Должно быть, мой отчаянный натиск застал Володю врасплох, потому что ответ его прозвучал резко:
— Калри чересчур переменчив и меланхоличен. И с твоего разрешения, я смертельно устал от этой темы.
В первые несколько недель после возвращения в Кембридж Бобби практически не попадался мне на глаза. Но затем в один сырой вечер, перед самым закатом, — семужных тонов облака неслись по небу, такому синему, что замирало сердце, — мы столкнулись на улице и обменялись взглядами, и на сей раз он ошеломил меня, заговорив.
— Вы ведь брат Владимира, — сказал он.
— Совершенно верно.
— Да, я так и думал.
Казалось, он не знает, что сказать дальше. Едва ли не впервые в жизни я сам продолжил разговор, и без каких-либо колебаний.
— Я как раз направляюсь домой, чтобы выпить чаю. Не желаете ли и вы?
Бедность моего жилища смущала меня, однако графа Маголи-Серати де Калри она, похоже, нисколько не удручила. Он сбросил университетскую мантию, под которой обнаружились канареечный блейзер и сапфировая рубашка, и преспокойно опустился в плетеное кресло, приветствовавшее его артрическим похрустыванием. Пока я возился с чаем, он раскурил трубку и занялся осмотром моей книжной полки.
— Лермонтов бывает совершенно великолепным, — заметил он. — И все же этого поэта по всем статьям превзошел его современник Леопарди. Вы читали Леопарди?
Я ответил, что не читал.
— О, прочтите непременно. «Così tra questa / Immensità s’annega il pensier mio; / E il naufragar m’è dolce in questo mare»[65]. Ради одних только этих строк стоит освоить итальянский. Был бы рад помочь вам в этом. Я пытался заинтересовать итальянским вашего брата, но он заявил, что желает сейчас только одного — усовершенствовать свой русский, который представляется мне и без того вполне совершенным.
— Он до смерти боится, что его русский окажется испорченным, — объяснил я. — Язык — единственное, что осталось у него от нашего прошлого.

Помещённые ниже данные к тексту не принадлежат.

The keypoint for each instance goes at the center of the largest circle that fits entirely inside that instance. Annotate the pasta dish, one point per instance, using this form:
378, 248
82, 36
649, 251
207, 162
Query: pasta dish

Бобби вернул Лермонтова на место и спросил, чарующе глядя на меня:
— А вы не боитесь оказаться испорченным?
Нелепость этого вопроса рассмешила меня.
— Я стремительно обращаюсь в варочный котел английский привычек — дурных и хороших.
Теперь рассмеялся Бобби.
— Не бойтесь. Истинным англичанином вам никогда не стать, — сказал он. — Как и мне. По моим венам течет, перемешиваясь, ирландская, итальянская и русская кровь, но английской там нет ни капли. Мы оба граждане мира куда более широкого.
Я спросил, подразумевает ли это наше отличие от людей мирских и суетных.

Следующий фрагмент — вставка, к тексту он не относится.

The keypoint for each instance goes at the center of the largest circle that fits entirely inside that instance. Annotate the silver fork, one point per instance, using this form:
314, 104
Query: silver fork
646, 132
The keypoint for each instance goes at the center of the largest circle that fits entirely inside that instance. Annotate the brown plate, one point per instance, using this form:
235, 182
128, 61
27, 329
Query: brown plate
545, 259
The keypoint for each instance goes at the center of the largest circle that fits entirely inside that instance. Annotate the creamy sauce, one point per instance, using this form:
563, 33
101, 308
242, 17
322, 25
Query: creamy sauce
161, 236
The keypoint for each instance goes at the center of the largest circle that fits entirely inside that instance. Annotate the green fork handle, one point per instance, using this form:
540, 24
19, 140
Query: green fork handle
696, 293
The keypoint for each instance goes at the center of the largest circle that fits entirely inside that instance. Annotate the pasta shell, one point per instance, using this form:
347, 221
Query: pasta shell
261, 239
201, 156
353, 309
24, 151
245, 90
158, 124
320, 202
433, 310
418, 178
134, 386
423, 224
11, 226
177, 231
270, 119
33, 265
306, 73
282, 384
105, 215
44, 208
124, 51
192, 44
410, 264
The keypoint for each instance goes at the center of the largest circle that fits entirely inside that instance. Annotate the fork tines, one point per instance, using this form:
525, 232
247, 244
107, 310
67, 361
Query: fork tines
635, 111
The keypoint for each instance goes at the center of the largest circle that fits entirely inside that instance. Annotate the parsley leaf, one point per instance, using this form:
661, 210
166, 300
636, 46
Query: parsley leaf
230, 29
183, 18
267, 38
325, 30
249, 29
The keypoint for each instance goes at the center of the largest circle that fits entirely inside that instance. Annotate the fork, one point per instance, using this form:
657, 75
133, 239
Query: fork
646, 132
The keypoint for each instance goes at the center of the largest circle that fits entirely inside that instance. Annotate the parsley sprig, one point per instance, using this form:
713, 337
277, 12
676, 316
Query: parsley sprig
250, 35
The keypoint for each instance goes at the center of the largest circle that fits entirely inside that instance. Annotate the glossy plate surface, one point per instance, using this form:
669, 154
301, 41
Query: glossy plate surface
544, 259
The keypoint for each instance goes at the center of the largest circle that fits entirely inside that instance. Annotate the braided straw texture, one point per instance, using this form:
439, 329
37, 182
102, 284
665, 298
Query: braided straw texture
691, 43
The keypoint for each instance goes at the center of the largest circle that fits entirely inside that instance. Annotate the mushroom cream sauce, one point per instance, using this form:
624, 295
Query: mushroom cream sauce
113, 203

— О да, — серьезно ответил он. — Весьма и весьма. Я, во всяком случае, отличаюсь от них безнадежно. Что, сколько я понимаю, можно сказать и о вас.
Я возразил, что определение «не от мира сего» ко мне, безусловно, неприменимо.

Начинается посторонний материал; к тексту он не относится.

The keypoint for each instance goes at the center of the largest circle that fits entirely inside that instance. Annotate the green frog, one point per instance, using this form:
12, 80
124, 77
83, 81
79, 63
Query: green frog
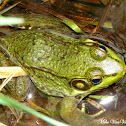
61, 65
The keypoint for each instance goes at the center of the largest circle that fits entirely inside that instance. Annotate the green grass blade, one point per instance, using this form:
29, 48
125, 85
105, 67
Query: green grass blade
5, 100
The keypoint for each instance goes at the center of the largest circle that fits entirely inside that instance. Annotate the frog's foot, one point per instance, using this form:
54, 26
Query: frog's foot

— О нет, нет, даже на миг не прилагайте его к себе.
Разговор у нас получался достаточно приятный, пусть и не очень понятный. Мне казалось, что в манерах Бобби сохранилась деликатная, бесхитростная светскость некоего давно исчезнувшего королевского двора. И когда чай заварился, я испытал облегчение.
Разливая его, я как бы между прочим осведомился, понравились ли Бобби альпийские зимние vacances.
По утонченному лицу Бобби пробежала тень.
— Брат рассказывал вам о них? — спросил он.
— Совсем немного. Полагаю, он прекрасно провел время. Брату это всегда удается.
— Прекрасно!
С этим восклицанием Бобби вскочил на ноги и принялся мерить шагами мою узенькую гостиную.
— Прекрасно! — повторил он так, точно находил само это слово оскорбительным. — Да, полагаю, так оно и было. Я оплачивал отель, оплачивал еду, ссужал ему мои лыжи. Я осыпал его щедрыми дарами. Да почему бы и нет? Такая малость! И что, по-вашему, из этого вышло? Что, по-вашему, могло выйти из этого? Его интересуют лишь женщины. Но вы ведь ни в малой мере не похожи на вашего брата, верно? Думаю, нет, не похожи. Он ничего о вас не рассказывает, но у меня такое чувство, что… Вам не кажется, что сейчас, вот в эту минуту, Судьба смеется над нами? И не кажется ли, что следует отпраздновать это?
— Собственно, что?
— О, не знаю, — ответил он с присущим ему редкостным смирением. — Все, наверное. Жизнь, любовь, безумие. lope. Отчаяние. Веселость. Все, что помогает нам существовать и дальше.